Important: The infection usually begins in the anal gland and later creates a tunnel-like formation under the skin, which connects from the anus to the inflamed and infected gland.
The rupture of the fibrous tissues of the anus , can be produced by lacerating defecations, which are characterized by being thick and hard, since as a first effect their elasticity decreases and produces vulnerability to trauma and the ease of tearing the skin of the anal canal. . (4)
Symptoms of an anal fistula
Anal fistula presents quite characteristic symptoms , which must be recognized and identified if they appear in our body. Below we mention and describe the most relevant symptoms.
pain and inflammation
The pain usually occurs during and after the evacuation of the patients, and is described as intense and with the presence of burning . The pain can persist for minutes or for hours, depending on the level of inflammation that is present.
Note: The swelling is usually in the perianal area, and can be confused with painful external hemorrhoids. These are recognized as perianal fistula.
bleeding and discharge
The bleeding is light and quite frequent . It is usually perceived in toilet paper, in small quantities and bright in color. It can also occur around fecal matter, in the form of a streak. (5)

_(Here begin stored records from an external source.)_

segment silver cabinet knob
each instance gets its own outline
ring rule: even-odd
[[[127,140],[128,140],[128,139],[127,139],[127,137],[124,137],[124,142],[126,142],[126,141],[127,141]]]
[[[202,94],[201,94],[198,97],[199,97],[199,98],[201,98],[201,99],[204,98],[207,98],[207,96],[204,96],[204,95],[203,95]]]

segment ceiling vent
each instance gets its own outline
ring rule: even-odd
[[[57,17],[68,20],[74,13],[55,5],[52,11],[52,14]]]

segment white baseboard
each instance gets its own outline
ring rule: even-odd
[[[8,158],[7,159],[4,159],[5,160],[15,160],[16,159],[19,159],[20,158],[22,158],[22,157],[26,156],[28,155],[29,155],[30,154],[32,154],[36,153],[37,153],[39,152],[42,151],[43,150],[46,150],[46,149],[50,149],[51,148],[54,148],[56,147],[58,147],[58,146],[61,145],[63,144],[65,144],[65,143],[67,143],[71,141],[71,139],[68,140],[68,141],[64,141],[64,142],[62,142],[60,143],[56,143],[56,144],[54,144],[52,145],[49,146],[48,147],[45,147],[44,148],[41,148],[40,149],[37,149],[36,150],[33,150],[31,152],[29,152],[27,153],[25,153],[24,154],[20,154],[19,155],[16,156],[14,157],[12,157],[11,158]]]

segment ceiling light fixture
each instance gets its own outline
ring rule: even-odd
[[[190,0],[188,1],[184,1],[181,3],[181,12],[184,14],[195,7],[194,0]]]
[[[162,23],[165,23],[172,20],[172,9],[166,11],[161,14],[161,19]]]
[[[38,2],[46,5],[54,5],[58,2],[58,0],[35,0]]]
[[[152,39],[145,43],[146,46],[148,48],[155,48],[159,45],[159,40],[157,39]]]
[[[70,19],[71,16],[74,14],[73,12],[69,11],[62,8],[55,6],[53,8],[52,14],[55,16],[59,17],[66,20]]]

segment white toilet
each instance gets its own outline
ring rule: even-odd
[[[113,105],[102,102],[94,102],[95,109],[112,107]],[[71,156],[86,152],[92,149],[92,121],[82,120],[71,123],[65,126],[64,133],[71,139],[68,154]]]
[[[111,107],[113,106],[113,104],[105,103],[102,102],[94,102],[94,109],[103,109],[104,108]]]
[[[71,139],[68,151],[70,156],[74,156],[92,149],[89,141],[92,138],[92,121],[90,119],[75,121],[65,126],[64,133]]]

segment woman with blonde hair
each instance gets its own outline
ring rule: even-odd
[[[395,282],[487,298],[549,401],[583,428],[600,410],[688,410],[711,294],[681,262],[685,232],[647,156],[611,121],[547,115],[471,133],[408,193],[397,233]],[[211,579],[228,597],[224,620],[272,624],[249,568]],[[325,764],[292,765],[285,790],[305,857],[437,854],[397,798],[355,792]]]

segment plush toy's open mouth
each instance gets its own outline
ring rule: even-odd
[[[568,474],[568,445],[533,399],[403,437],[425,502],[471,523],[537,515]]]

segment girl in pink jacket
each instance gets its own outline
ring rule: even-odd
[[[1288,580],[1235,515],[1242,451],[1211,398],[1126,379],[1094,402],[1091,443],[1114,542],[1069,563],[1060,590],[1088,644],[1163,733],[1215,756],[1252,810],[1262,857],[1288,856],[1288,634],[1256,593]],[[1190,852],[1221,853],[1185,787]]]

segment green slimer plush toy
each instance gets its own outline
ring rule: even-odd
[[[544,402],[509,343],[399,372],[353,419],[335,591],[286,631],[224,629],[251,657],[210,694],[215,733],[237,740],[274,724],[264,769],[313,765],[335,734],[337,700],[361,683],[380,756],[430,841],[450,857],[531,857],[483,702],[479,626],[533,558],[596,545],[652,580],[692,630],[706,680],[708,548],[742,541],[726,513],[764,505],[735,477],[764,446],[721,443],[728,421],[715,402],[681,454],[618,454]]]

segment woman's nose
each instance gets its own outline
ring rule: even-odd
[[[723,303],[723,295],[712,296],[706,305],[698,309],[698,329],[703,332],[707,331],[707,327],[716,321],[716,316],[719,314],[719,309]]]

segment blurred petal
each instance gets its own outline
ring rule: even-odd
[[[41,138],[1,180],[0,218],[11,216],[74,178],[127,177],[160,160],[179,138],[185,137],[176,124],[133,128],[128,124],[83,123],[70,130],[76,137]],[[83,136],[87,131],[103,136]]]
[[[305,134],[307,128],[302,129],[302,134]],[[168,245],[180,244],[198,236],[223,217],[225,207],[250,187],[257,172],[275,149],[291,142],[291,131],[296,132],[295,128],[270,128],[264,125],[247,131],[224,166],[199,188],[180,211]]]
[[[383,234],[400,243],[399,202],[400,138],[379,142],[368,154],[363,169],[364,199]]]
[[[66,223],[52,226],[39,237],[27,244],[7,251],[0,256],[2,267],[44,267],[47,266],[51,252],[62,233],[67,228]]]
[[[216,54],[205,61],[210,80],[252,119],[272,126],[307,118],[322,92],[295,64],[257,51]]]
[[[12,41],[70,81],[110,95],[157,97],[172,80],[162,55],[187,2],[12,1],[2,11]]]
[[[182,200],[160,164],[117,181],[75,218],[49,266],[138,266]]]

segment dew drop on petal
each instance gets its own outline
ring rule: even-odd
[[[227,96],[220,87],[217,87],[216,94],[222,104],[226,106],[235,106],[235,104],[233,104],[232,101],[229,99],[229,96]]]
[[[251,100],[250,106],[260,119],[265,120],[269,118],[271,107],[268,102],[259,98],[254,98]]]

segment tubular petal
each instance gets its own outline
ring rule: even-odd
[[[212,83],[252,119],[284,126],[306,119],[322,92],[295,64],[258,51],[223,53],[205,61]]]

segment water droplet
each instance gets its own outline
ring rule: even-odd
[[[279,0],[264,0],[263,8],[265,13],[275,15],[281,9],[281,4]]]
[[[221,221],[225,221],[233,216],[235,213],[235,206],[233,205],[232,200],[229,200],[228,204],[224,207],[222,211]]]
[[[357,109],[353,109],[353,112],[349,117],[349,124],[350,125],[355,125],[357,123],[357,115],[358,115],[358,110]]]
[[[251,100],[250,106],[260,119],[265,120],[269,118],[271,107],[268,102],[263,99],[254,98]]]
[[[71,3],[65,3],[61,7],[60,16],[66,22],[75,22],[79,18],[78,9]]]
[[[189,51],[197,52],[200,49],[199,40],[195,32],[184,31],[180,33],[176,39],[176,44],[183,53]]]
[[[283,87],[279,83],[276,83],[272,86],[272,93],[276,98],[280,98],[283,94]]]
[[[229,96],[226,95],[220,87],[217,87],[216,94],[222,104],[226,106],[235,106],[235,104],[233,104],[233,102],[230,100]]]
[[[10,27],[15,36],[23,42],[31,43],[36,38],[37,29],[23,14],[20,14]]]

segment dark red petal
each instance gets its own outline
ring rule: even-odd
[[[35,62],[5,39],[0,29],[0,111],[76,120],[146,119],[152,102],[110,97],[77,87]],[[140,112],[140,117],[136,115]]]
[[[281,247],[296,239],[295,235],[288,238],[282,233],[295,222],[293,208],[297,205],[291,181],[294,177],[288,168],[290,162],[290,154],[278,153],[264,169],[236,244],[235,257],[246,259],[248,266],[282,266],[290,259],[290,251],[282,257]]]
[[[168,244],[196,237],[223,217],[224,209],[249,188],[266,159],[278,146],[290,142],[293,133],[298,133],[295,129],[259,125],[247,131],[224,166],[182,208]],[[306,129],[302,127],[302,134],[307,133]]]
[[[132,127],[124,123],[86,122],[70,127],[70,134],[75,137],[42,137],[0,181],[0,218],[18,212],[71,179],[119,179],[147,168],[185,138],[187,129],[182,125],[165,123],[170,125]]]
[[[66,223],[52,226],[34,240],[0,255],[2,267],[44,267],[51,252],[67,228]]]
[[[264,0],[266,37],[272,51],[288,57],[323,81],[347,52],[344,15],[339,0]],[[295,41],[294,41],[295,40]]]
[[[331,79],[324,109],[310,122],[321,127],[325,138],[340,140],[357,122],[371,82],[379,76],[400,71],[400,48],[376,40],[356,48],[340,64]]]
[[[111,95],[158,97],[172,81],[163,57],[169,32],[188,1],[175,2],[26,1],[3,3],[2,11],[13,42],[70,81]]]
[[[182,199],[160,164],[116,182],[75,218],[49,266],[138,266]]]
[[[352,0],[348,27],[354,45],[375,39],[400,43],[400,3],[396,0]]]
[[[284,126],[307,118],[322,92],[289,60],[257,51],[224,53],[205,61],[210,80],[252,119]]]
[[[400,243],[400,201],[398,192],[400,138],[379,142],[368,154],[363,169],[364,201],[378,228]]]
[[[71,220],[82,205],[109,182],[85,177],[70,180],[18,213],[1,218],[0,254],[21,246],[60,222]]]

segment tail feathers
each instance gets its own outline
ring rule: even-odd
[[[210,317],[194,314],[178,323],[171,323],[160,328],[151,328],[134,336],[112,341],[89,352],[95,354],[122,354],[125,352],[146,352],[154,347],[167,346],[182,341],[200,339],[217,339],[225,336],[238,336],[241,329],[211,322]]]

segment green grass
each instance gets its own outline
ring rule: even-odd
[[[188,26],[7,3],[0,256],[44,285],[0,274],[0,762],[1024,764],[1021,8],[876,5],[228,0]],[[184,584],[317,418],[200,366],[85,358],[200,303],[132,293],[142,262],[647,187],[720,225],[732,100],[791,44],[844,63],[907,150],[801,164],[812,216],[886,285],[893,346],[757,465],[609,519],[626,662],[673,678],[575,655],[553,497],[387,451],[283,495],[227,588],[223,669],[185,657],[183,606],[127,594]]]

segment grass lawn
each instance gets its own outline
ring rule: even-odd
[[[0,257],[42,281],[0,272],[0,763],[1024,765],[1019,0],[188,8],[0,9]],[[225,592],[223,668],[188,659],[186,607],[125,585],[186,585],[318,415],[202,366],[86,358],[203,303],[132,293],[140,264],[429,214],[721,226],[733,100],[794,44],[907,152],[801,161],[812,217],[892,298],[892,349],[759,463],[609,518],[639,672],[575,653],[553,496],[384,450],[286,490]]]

Itching, redness and irritation
The intensity is variable, but is usually mild. Quite irregular in frequency and appears and disappears spontaneously. In many cases, its appearance is related to prolonged standing , sitting, forced evacuations, and physical exertion, such as exercising.
Treatment to eliminate an anal fistula
For the elimination of an anal fistula in internal medicine, certain types of treatments are applied that, depending on its severity, can complement each other. They will be mentioned and described below.
Surgery is recognized as the only truly successful treatment for the removal of anal fistulas. Above all, it applies to those patients for whom drug treatment did not produce favorable results. It is one of the most widely used treatments today for these clinical pictures.
To highlight: The evaluation of the success of the surgery is measured by factors such as: recurrence, delayed healing and postoperative anal incontinence.
Antibiotics, analgesics and anti-inflammatories
For medical treatments, they usually recommend topical anesthetic creams that help with pain relief and reduce inflammation in the area. They must be recognized, located and identified to reduce the risks of recurrences and deformities in the skin and anus.
For their part, antibiotics are techniques aimed at preventing the proliferation of infectious microorganisms and the most commonly used are Metronidazole and Ciprofloxacin .
It is important that they are prescribed by a doctor and under his supervision , to reduce the risk of loss of sensitivity in the area and reappearance after stopping treatment.
Note: Drug treatments are often prescribed when consequences of diseases such as Crohn’s disease are found.
The technique of injection of adhesives such as fibrin is applied after a washing and curing process . It is one of the most difficult and with the highest risk of presenting postoperative anal incontinence. It is also usually applied in cases of recurrent fissures , mainly of the extrasphincteric and suprasphincteric type.
- Anal fistula is an abnormal connection between certain areas of the anus and the small glands of the anus.
- There is a high rate of occurrence, especially in the male sex , much more than in the female. In fact, they are considered twice as many cases.
- They are consequences of an infection, caused spontaneously, by poor hygiene, by external agents or caused injuries.
- It is important to recognize the orientation of the infection and its trajectory in order to identify the classification and appropriate treatment.
- An intestinal disorder that causes evacuation problems may be the reason for the appearance of an anal fistula.
- Medical treatments must be supervised to avoid the risk of losing sensation in the area and a reappearance of the anal fistula without being noticed.
- Bleeding and discharge are normal, as long as the amounts are small and bright red.